Ilustrasi pemblokiran internet
Tekno

Netizen Tolak Amandemen Permenkominfo 10/2021

  •  IBUKOTAKINI.COM - Batas waktu penyelenggara sistem elektronik (PSE) lingkup privat untuk melakukan pendaftaran akan berakhir pada 20 Juli 2022. Artinya, a
Tekno
Redaksi

Redaksi

Author

IBUKOTAKINI.COM - Batas waktu penyelenggara sistem elektronik (PSE) lingkup privat untuk melakukan pendaftaran akan berakhir pada 20 Juli 2022. Artinya, aplikasi yang tidak mendaftar ke Kementerian Komunikasi dan Informatika dalam dua hari ke depan terancam diblokir.

Sejumlah pihak menyatakan kekhawatirannya atas kebijakan tersebut.

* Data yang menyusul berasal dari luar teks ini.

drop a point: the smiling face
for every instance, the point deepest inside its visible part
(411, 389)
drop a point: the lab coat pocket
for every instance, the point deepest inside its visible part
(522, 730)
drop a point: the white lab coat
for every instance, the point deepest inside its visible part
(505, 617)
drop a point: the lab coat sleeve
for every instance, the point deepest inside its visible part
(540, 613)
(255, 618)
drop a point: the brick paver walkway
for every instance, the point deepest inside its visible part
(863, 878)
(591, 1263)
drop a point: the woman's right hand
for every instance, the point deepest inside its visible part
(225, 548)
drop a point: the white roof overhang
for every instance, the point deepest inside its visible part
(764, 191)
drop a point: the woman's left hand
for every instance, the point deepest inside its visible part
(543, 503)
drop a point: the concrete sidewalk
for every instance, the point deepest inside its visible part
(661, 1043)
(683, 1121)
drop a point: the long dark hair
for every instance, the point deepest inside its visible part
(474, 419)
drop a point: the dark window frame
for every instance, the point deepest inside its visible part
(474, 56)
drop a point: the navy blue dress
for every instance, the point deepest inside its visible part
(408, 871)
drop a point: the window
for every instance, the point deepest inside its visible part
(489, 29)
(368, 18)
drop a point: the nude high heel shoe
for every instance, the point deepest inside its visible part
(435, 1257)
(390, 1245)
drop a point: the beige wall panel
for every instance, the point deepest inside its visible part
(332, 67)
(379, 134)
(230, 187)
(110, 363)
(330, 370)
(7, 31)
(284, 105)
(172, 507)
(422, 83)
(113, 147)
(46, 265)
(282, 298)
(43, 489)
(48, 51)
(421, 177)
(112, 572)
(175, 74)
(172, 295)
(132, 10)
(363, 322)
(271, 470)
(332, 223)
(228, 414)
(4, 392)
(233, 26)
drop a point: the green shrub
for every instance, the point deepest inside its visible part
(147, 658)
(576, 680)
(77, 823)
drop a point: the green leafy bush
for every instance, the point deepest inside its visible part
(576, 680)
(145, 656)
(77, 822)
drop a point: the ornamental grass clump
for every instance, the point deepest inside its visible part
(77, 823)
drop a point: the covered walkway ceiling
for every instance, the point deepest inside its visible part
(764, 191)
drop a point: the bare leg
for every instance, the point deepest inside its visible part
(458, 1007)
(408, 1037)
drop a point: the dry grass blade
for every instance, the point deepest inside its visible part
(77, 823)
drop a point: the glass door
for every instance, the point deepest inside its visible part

Termasuk kelompok pembela hak digital di Asia Tenggara atau Safenet.

Safenet menggalang opini warganet untuk menolak penerapan  Permenkominfo No. 10 tahun 2021 tentang perubahan atas Permenkominfo No. 5 Tahun 2020 tentang Penyelenggaraan Sistem Elektronik Lingkup Privat.

Menurut Safenet, penerapan regulasi pada Permenkominfo ini dapat menyebabkan diblokirnya platform digital jika tidak melakukan pendaftaran ke Kominfo pada tanggal 20 Juli 2022.

"Yang pada gilirannya akan berdampak pada masyarakat sehingga tidak bisa menggunakan layanan dan mendapatkan manfaat dari kehadiran platform digital tersebut di Indonesia," tulis Safenet dalam Surat Protes Netizen Indonesia.

Safenet beralasan hukum hak asasi manusia berkata persyaratan pendaftaran semacam ini merupakan gangguan terhadap hak atas kebebasan berekspresi, dan hanya dapat diterima jika diperlukan dan proporsional dan untuk mencapai tujuan yang sah.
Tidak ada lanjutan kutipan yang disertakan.